S’il est impossible de remonter aux origines des laits végétaux, c’est dans un célèbre ouvrage médiéval arabe du XIIIe siècle qu’on en trouve les premières mentions. Cela illustre la diversité culinaire de l’époque et le caractère traditionnel de ces laits.
Le Kitab al-Ṭabīḫ
La plus ancienne mention écrite connue d’un lait d’origine végétale remonte à l’année 1226, dans le Kitab al-Ṭabīḫ (Livre de cuisine), un important livre de cuisine arabe médiéval du scribe Muhammad bin Hasan al-Baghdadi (? – 1239) 1. On y trouve plusieurs références à l’amandier, déjà cultivé au Proche-Orient, et à la préparation du lait d’amande qui est utilisé dans plusieurs recettes.
Rédigé à la fin de la dynastie des Abbassides (qui s’étendit de 750, lorsqu’ils succèdent aux Omeyyades, jusqu’à la chute de Bagdad face à l’armée mongole en 1258), ce livre témoigne de la diversité des mets proposés et de l’opulence des banquets servis à la cour des califes de Bagdad au XIIIe siècle, reflet de l’âge d’or de la civilisation arabo-musulmane.
Les « amandes douces » sont utilisées tout au long du Kitab al-Ṭabīḫ ; elles sont souvent pelées, finement hachées ou moulues, puis trempées dans l’eau. Dans plusieurs recettes, elles sont « traites » ou transformées en lait : « Pelez les amandes douces et broyez-les, puis mélangez-les avec un peu d’eau : parfumez [la recette] à votre goût avec le lait de l’amande », « Prendre une portion d’amandes douces, les peler, les broyer finement, les mélanger à de l’eau, et les ajouter à la casserole pour faire un bouillon de lait d’amande ».
Développement en Occident
Il faudra attendre 1390 2, plus d’un siècle et demi plus tard, pour voir apparaître la première mention écrite du lait d’amande en langue anglaise, dans « The Forme of Cury » (Technique de cuisine, « cury » venant du moyen français « cuire »), un vaste recueil de recettes anglaises médiévales du XIVe siècle rédigé par les maîtres queux 3 du roi Richard II d’Angleterre. Le lait d’amande sera plébiscité en Europe pendant le Carême 4 et deviendra le premier lait d’origine non animale à connaître une certaine popularité en Occident.

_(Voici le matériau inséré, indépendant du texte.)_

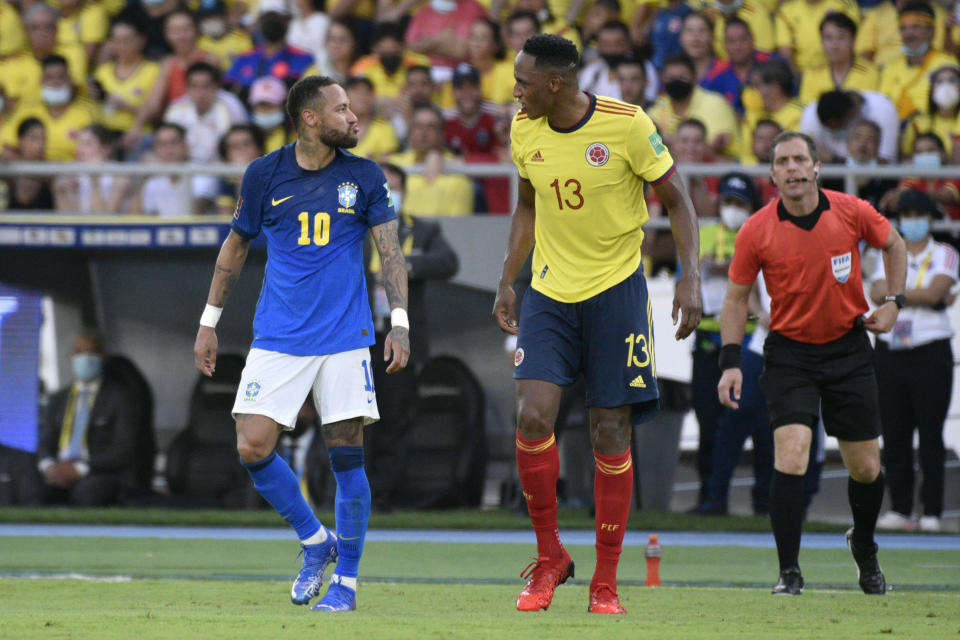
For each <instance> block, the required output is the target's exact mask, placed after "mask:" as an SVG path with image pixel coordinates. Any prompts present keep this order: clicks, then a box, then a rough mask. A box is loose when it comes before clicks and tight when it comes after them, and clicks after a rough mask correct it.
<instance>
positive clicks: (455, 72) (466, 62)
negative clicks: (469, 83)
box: [453, 62, 480, 87]
mask: <svg viewBox="0 0 960 640" xmlns="http://www.w3.org/2000/svg"><path fill="white" fill-rule="evenodd" d="M466 80H469V81H470V82H472V83H474V84H476V85H479V84H480V72H479V71H477V68H476V67H475V66H473V65H472V64H470V63H469V62H461V63H460V64H458V65H457V67H456V68H455V69H454V70H453V86H454V87H459V86H460V85H461V84H463V83H464V81H466Z"/></svg>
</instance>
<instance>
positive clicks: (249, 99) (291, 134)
mask: <svg viewBox="0 0 960 640" xmlns="http://www.w3.org/2000/svg"><path fill="white" fill-rule="evenodd" d="M286 95H287V87H286V85H284V84H283V81H282V80H280V79H278V78H274V77H273V76H263V77H262V78H257V80H256V81H255V82H254V83H253V85H251V87H250V95H249V97H248V98H247V102H248V103H249V105H250V121H251V122H252V123H253V126H255V127H256V128H257V129H259V130H260V135H261V137H262V138H263V140H264V143H263V146H264V150H265V153H270V152H271V151H276V150H277V149H279V148H280V147H282V146H283V145H285V144H288V143H290V142H293V141H294V139H295V136H294V135H293V131H292V129H291V127H290V126H289V125H288V123H287V115H286V111H285V110H284V108H283V101H284V100H285V99H286Z"/></svg>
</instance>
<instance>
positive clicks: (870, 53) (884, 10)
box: [854, 2, 948, 67]
mask: <svg viewBox="0 0 960 640" xmlns="http://www.w3.org/2000/svg"><path fill="white" fill-rule="evenodd" d="M929 4H930V6H931V7H933V17H934V18H933V41H932V42H931V43H930V46H931V47H932V48H934V49H939V50H940V51H943V41H944V38H945V36H946V32H947V28H946V21H947V16H948V14H947V10H946V9H944V8H943V7H941V6H940V3H939V2H931V3H929ZM902 43H903V41H902V40H901V39H900V17H899V15H898V14H897V9H896V7H894V6H893V3H892V2H884V3H882V4H879V5H877V6H876V7H874V8H873V9H870V10H868V11H866V12H865V13H864V14H863V22H861V24H860V28H859V29H857V41H856V43H855V44H854V51H855V52H856V54H857V55H858V56H864V57H871V56H872V57H873V62H874V63H875V64H876V65H877V66H878V67H883V66H884V65H886V64H887V63H889V62H892V61H894V60H896V59H897V58H899V57H900V56H901V55H902V54H903V52H902V51H901V50H900V45H901V44H902Z"/></svg>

Après une première traduction en turc au XVIe siècle qui lui assura une certaine notoriété 5, le Kitab al-Ṭabīḫ a été redécouvert et publié par l’universitaire irakien Dāwūd al-Chalabī en 1937. Puis, l’orientaliste Arthur John Arberry en proposa une traduction anglaise dans la revue Islamic Culture en 1939 6, avant de publier l’ouvrage sous le titre « A Baghdad Cookery Book » la même année 7.
Notes et références
- William Shurtleff & Akiko Aoyagi, History of Soymilk and Other Non-Dairy Milks (1226-2013), 2013, Soy Info Center, ISBN 978-1-928914-58-7.
- William Shurtleff & Akiko Aoyagi, History of Soymilk and Other Non-Dairy Milks (1226-2013), 2013, Soy Info Center, ISBN 978-1-928914-58-7.
- Chef cuisinier dans une grande maison ou dans un château.
- Le cuisinier français Guillaume Tirel, dans son livre le « Viandier » de la fin du XIVe siècle (le livre de cuisine français le plus célèbre du Moyen Âge), donne une recette de lait d’amande et recommande son utilisation comme substitut au lait d’origine animale pendant les jours de jeûne.
- al-Muẓaffar ibn Naṣr Ibn Sayyār al-Warrāq, Nawal Nasrallah, Annals of the caliphs’ kitchens: Ibn Sayyār al-Warrāq’s tenth-century Baghdadi cookbook, BRILL, 2007, ISBN 9789004158672, p. 22.
- Islamic Culture, vol.13, janvier 1939, p. 21.
- Le livre a ensuite été réédité par Prospect Books en 2001 sous le titre « Medieval Arab Cookery ».